Diagnosis and surgery for endometrial polyps
HSGs or hysterosalpingograms are commonly performed to determine if the fallopian tubes are open. A dye is injected into the uterus and passes into the fallopian tubes. Therefore, an image of the uterus is obtained in addition to determining whether the tubes are open or obstructed. The image of the uterus could reveal abnormalities within the uterus. Typically, these abnormalities are polyps, fibroids, adhesions, and/or a uterine septum.
Another diagnostic test is a screening vaginal sonogram. When this is performed in the mid-portion of a cycle (around the time of ovulation), abnormalities of the endometrium may be discovered.
It may be necessary to remove the endometrial polyp to restore the uterus to normal.

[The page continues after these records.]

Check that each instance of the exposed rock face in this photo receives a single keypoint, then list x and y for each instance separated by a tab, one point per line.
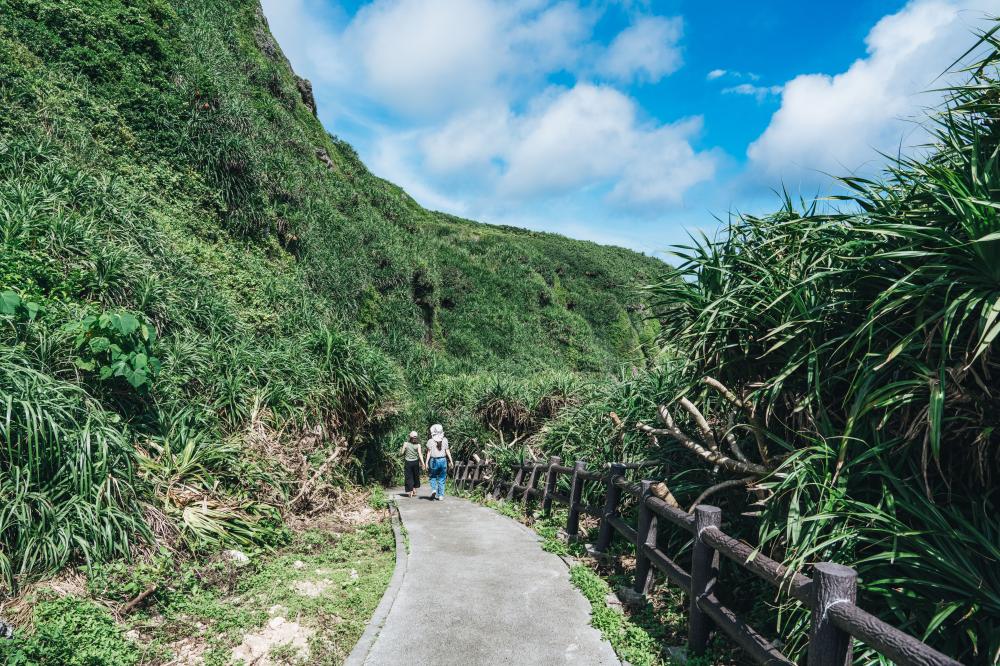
262	36
305	89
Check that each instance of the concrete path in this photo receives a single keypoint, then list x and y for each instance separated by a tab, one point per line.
479	589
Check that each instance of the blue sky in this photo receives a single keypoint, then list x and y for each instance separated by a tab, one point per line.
629	122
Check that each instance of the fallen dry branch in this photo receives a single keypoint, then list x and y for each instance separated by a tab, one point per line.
308	486
139	598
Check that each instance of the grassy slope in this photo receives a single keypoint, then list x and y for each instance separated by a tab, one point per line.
159	163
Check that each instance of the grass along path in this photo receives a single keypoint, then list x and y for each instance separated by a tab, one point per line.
306	603
639	635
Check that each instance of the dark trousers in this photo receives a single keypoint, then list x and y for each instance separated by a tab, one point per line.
411	474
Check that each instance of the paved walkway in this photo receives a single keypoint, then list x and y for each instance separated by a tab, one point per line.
479	589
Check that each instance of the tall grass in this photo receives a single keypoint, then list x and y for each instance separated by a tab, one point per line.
866	342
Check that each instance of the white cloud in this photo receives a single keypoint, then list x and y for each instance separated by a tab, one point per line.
760	92
422	58
837	123
454	101
573	139
646	51
731	74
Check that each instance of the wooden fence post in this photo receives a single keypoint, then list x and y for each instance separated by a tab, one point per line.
828	645
575	493
550	485
645	535
517	481
704	572
532	482
610	508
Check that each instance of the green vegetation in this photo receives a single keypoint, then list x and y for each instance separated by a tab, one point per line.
70	632
843	361
630	642
212	316
204	297
319	591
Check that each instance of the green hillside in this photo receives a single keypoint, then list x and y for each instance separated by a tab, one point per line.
199	282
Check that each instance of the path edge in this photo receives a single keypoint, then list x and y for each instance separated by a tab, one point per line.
364	645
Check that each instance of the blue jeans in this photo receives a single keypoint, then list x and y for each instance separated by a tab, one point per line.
437	472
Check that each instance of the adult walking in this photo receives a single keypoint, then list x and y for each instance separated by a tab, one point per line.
437	461
412	460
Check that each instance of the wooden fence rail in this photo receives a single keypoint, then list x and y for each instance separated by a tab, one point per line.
829	594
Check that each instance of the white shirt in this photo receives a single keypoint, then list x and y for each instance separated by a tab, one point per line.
432	446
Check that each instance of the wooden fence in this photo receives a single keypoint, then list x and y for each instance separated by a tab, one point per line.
830	593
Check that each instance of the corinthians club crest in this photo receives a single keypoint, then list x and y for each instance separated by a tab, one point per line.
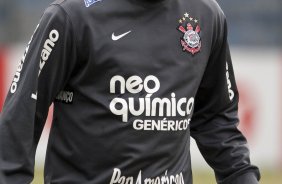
191	40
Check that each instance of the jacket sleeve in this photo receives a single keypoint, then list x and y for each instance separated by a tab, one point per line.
215	119
43	71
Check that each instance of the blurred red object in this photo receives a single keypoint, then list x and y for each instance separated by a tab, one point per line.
3	55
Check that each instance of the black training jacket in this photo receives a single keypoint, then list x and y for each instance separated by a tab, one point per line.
131	81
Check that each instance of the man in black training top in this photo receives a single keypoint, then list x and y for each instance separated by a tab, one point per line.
131	81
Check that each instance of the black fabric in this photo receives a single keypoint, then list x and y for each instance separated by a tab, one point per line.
130	83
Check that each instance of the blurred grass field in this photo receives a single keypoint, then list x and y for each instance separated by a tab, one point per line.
200	177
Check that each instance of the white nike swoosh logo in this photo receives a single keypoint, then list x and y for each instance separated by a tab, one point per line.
115	38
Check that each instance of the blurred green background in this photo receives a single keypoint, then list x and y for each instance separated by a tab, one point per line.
255	28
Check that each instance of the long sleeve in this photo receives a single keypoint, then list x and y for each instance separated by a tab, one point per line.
215	120
43	71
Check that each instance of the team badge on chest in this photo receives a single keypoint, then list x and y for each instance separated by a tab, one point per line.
191	40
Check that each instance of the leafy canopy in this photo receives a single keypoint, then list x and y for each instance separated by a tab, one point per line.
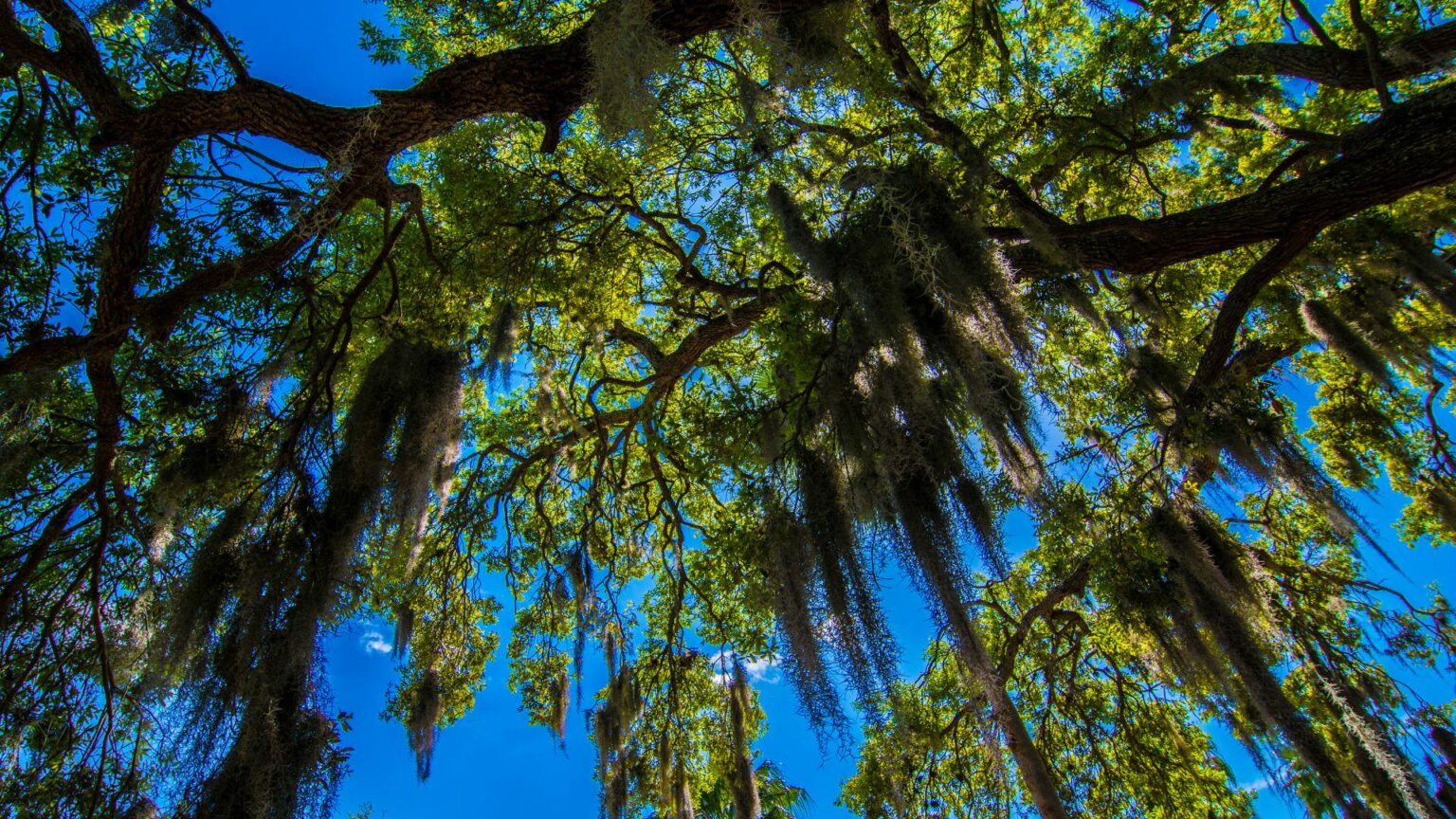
690	324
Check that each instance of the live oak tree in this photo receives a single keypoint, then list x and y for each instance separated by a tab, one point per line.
693	320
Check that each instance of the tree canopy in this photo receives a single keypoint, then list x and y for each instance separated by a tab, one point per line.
696	319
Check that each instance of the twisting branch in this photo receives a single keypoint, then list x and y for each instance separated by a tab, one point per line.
1236	305
216	35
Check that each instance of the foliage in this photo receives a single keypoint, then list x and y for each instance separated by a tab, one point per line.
693	324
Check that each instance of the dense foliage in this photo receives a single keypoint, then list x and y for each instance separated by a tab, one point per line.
696	319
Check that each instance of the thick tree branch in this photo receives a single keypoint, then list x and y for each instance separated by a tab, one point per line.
1337	67
1402	152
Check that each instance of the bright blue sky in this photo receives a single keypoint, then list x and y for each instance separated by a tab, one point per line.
492	762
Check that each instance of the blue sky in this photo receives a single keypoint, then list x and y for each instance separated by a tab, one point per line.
492	762
489	762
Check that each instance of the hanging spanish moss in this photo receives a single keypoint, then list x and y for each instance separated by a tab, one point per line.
265	579
1325	325
743	781
1385	773
404	629
424	716
627	50
860	631
201	465
1209	591
683	793
790	563
611	726
561	705
501	347
428	444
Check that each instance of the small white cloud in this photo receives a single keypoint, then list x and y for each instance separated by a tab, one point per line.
759	669
374	643
763	670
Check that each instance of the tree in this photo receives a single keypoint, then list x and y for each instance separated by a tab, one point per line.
740	303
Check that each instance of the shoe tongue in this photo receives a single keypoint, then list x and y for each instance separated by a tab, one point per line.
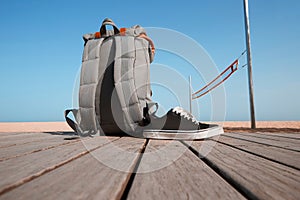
179	110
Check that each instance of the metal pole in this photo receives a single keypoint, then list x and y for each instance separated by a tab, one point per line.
249	61
190	93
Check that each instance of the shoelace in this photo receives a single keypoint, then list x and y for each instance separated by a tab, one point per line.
180	111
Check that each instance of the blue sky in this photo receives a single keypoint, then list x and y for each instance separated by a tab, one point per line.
41	47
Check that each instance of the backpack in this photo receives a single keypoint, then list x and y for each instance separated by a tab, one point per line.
114	92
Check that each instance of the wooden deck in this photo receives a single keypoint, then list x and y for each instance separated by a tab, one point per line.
58	165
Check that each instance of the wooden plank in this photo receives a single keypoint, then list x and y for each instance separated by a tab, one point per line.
287	135
266	141
33	147
255	176
16	171
168	170
86	177
283	156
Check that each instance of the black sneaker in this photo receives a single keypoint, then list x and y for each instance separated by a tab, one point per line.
179	124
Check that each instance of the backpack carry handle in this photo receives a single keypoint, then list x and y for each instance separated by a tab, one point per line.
105	22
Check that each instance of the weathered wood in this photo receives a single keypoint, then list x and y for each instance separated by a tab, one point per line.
256	177
18	170
169	170
292	136
86	177
265	141
283	156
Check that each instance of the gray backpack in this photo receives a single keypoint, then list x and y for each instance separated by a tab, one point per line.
114	93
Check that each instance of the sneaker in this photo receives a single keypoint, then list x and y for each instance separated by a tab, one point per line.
179	124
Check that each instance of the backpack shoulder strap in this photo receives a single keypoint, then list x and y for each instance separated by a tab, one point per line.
125	83
89	78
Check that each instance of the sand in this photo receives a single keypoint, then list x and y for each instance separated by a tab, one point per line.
229	126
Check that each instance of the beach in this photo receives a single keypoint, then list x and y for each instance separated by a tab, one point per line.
229	126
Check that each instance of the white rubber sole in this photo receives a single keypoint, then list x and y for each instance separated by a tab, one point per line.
183	135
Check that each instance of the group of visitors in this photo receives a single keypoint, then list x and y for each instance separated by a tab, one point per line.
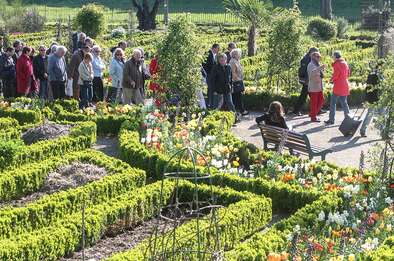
223	74
47	75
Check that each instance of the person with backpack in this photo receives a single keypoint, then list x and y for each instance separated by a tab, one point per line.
371	97
303	79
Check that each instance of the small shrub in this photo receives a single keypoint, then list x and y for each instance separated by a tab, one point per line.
118	32
321	28
32	21
91	20
342	27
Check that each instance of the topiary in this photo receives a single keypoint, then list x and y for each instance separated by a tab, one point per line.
91	20
321	28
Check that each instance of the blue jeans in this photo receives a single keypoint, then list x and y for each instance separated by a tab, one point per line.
43	94
227	99
86	95
333	106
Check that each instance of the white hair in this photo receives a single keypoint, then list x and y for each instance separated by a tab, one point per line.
61	48
236	52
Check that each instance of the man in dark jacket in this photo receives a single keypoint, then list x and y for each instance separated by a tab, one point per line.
40	68
208	65
303	79
221	82
8	73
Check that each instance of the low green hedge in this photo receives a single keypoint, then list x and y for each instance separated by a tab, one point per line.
121	179
13	154
235	223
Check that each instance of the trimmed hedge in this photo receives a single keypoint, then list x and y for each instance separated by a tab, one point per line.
82	136
236	222
121	179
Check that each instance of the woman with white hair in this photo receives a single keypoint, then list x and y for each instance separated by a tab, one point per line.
98	69
237	81
116	74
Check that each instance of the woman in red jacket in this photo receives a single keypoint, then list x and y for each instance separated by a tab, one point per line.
24	73
341	73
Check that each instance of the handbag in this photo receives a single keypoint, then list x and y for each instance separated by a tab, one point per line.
69	88
238	86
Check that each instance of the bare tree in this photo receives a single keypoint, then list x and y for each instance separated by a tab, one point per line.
326	9
146	16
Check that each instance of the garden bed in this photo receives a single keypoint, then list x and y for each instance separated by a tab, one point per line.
66	177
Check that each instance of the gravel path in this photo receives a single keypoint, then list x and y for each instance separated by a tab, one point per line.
346	149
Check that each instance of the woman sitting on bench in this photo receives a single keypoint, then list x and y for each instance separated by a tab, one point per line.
274	116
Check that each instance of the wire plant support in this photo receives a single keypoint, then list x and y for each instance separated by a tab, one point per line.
203	241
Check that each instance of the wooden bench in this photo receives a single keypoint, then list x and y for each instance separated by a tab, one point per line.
295	142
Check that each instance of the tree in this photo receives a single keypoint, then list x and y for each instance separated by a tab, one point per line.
179	67
326	9
284	45
91	20
146	16
254	12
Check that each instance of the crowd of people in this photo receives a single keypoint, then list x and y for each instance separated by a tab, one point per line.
47	75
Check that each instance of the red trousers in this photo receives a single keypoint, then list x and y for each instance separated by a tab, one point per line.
316	103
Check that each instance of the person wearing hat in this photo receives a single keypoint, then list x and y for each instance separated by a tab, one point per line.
72	71
340	91
303	79
315	85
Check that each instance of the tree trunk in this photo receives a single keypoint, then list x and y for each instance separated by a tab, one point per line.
252	40
146	17
326	9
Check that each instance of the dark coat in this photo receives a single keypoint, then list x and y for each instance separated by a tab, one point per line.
209	63
40	67
7	68
221	78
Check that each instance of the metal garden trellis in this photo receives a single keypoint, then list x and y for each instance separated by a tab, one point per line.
204	243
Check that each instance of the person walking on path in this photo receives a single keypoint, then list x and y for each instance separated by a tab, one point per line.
341	73
237	81
133	79
303	79
40	68
57	72
231	46
116	73
221	81
208	65
315	85
72	70
24	73
8	73
98	69
85	81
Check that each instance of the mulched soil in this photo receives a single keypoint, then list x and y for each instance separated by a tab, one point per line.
65	177
108	246
46	131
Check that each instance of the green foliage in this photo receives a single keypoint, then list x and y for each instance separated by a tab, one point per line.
342	27
91	20
284	47
179	63
29	178
322	29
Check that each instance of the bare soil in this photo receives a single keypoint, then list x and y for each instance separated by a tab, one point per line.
46	131
127	240
65	177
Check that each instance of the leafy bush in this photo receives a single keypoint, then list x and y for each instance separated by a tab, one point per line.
321	28
342	27
91	20
32	21
118	32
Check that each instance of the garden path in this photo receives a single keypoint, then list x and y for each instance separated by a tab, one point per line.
346	150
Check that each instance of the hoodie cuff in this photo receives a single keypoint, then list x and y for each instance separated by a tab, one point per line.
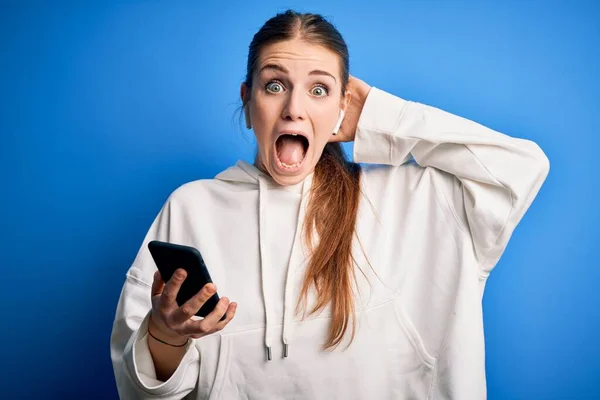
140	366
375	131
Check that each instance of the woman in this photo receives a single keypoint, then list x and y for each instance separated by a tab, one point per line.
353	282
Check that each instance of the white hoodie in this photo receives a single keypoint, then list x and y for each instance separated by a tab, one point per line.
432	231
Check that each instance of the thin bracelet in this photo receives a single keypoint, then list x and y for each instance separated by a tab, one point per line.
168	344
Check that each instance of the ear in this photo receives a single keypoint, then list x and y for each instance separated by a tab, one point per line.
345	102
244	93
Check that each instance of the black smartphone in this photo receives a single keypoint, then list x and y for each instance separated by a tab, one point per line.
169	257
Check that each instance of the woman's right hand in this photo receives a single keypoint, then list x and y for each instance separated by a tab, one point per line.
174	323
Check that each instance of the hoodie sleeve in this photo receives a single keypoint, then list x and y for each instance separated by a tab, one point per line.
131	358
492	178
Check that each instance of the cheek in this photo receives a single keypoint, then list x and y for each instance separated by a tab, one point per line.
325	121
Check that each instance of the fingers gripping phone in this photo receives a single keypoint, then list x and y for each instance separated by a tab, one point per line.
169	257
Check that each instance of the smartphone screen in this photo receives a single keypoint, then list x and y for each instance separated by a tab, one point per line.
169	257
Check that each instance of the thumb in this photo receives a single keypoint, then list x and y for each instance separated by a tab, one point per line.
157	284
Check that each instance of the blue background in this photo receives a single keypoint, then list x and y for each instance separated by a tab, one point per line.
106	108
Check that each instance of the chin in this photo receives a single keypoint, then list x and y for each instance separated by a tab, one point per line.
289	176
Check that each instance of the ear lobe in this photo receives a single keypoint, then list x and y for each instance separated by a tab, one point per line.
247	117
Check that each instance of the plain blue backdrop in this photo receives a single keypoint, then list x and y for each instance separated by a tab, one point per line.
106	108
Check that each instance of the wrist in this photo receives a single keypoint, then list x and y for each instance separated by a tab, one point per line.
162	333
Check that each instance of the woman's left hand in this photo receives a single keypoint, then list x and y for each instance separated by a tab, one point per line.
359	91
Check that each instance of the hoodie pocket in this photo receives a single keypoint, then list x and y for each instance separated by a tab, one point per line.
222	367
413	336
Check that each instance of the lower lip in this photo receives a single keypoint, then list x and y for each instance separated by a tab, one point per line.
285	169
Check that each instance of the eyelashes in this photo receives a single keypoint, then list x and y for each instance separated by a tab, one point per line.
274	87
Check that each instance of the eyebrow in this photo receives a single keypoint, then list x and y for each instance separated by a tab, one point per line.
277	67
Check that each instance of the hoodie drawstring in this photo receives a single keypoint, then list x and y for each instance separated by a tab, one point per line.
295	260
264	262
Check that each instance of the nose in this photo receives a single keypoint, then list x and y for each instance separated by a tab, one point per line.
294	106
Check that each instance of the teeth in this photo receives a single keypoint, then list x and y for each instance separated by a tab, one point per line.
282	164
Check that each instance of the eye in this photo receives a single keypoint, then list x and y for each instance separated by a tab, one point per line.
320	91
274	87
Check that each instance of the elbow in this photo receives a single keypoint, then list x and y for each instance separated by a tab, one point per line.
541	163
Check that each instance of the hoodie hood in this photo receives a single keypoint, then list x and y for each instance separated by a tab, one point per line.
243	172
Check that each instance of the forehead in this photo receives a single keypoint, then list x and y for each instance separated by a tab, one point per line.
299	55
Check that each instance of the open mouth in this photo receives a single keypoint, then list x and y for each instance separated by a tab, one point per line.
290	150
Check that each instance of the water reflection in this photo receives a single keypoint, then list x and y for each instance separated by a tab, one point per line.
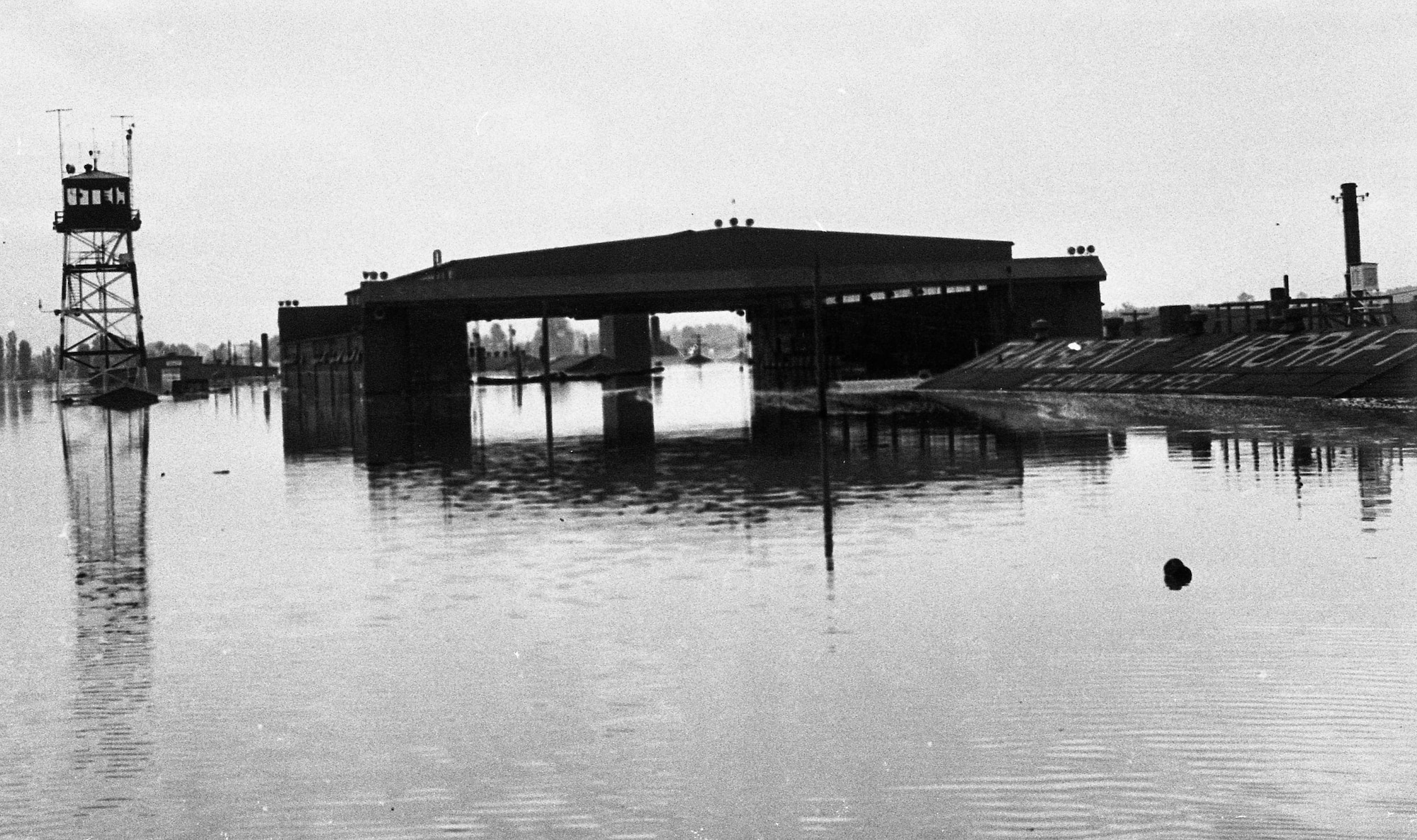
106	467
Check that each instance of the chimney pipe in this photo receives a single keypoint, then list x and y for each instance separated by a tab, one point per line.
1351	244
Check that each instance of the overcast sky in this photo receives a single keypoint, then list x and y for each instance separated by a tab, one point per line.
284	148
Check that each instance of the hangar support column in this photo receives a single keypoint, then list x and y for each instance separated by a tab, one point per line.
414	349
626	339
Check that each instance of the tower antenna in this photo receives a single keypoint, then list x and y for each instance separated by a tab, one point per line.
59	114
128	141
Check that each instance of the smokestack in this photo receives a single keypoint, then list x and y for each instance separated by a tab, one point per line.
1348	195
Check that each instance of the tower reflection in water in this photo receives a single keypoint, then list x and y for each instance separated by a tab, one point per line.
106	461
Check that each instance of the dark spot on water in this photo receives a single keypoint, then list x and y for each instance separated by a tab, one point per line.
1175	574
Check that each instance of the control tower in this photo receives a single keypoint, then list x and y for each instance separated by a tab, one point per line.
103	358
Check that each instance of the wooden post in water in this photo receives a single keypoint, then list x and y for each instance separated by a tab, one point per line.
546	385
821	412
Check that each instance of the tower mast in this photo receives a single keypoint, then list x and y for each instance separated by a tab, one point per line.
103	356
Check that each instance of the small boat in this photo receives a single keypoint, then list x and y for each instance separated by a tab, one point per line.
125	399
698	356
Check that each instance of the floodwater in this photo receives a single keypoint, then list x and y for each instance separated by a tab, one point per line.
269	615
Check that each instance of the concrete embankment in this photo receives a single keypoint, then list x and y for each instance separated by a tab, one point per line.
1375	362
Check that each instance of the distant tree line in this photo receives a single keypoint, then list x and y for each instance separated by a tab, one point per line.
19	362
719	338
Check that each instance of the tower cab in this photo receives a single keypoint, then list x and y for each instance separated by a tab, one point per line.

The removal of these abnormalities is best performed by hysteroscopy, which involves using a small scope that is passed through the cervix into the intrauterine cavity so that the inside of the uterus can be visualized directly. An anesthetic is utilized to eliminate any discomfort from the procedure. With direct visualization, a polyp can be removed without disturbing the rest of the endometrium. Prior to hysteroscopy, the polyps were removed by “blind” D&C. A D&C involves scraping the entire lining of the uterus, expecting that the polyp was being removed with the procedure. A blind D&C should be avoided if possible because there is always a risk of creating scar tissue in the uterus from the procedure.
The hysteroscopic removal of an endometrial polyp is an outpatient procedure. It usually takes less than one hour to complete. Patients are asked to take off work the day of the surgery because of the anesthetic sedation. However, patients are able to return to work on the following day.